Again, Blake’s use of different materials in the songs are meaningfully symbolic. ‘The stream’ and ‘the mead’, meant for the lamb, signify singularly ‘clearness’ and ‘smoothness’ respectively. The reference to God, as calling Himself ‘a lamb’ and synthesizing Himself with it and the child, symbolizes His gentility, generosity and tenderness. The lamb and the child are, no doubt, the symbols of God in their purity and simplicity.
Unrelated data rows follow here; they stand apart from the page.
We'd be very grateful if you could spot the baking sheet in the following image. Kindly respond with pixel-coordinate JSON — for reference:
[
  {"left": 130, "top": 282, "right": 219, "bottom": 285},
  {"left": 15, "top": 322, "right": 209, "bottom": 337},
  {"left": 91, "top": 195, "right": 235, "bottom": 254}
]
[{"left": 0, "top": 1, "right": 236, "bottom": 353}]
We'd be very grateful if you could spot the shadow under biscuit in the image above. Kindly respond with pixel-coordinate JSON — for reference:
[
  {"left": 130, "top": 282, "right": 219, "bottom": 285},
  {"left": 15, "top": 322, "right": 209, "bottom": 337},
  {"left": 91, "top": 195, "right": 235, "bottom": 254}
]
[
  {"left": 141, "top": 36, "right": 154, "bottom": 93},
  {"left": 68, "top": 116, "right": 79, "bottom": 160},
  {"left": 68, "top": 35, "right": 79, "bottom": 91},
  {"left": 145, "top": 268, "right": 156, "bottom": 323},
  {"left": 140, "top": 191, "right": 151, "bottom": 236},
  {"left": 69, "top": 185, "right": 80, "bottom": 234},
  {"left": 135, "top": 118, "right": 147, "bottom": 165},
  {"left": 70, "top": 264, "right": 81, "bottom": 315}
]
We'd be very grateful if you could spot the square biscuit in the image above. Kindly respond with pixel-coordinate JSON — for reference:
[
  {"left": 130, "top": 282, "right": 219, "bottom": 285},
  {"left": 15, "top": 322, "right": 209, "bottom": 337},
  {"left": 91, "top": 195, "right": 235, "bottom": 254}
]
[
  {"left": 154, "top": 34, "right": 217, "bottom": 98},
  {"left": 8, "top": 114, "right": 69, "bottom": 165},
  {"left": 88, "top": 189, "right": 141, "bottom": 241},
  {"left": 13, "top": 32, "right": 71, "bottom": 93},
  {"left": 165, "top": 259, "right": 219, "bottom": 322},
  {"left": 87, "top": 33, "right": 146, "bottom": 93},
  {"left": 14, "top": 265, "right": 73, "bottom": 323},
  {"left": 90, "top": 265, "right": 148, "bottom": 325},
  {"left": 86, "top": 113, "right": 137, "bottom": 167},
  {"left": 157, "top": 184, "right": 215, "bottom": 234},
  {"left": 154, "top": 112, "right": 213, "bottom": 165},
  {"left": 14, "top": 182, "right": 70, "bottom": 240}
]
Similarly, in The Tyger ‘the forests of darkness’ stands for the gloom of evil which needs the strength of a fierce force to be totally dispelled. The ‘fearful symmetry’ of the tiger, too, suggests the balanced shape and the terrible look of the tiger. ‘The fire’, seized by the Creator’s hand to put into the tiger’s eyes, has a mythological symbol of the Promethean fire, stolen by the great Titan from Heaven for the benefit of mankind.
The poem The Lamb emphasizes the plain, innocent faith in the creation that is so grand and full of blessings. The other poem, however, evokes a different sensation. This is one of wonder and excitement, fear and bewilderment. The child’s intuitive belief is found replaced by his ingenuous curiosity. He does no more speak complacently of the Creator. He is rather haunted by the doubt about the propriety of the creation. This change in approach signifies the childhood growth from absolute innocence to the vexatious experience. A symbolic sense is not absent here.
Then there is the child’s question, apparently simple and spontaneous:
Did he who made the Lamb make thee?
The child gives no answer for that would be unbecoming of childhood. But this simple question bears out a significant truth about creation. The lamb and the tiger, two entirely contrary creatures, signify the variety of creation. And variety is always a mark of immensity in creation. The Creator’s marvelous potency is subtly symbolised here. This definitely strikes a symbolic mysticism about creation, although expressed very plainly in a little child’s wonder and interrogation.
It is to be noted here that Blake’s symbolism, though strongly meaningful, is nothing abstruse or incoherent, like Coleridge’s in Christabel or Kubla Khan, nor is this subtly mystical like Wordsworth’s as in Tintern Abbey or Immortality Ode. This is all clear, compact, deeply impressive and thoroughly coherent. Blake is plainly childlike, yet mystically suggestive and distinctly convincing and meaningful.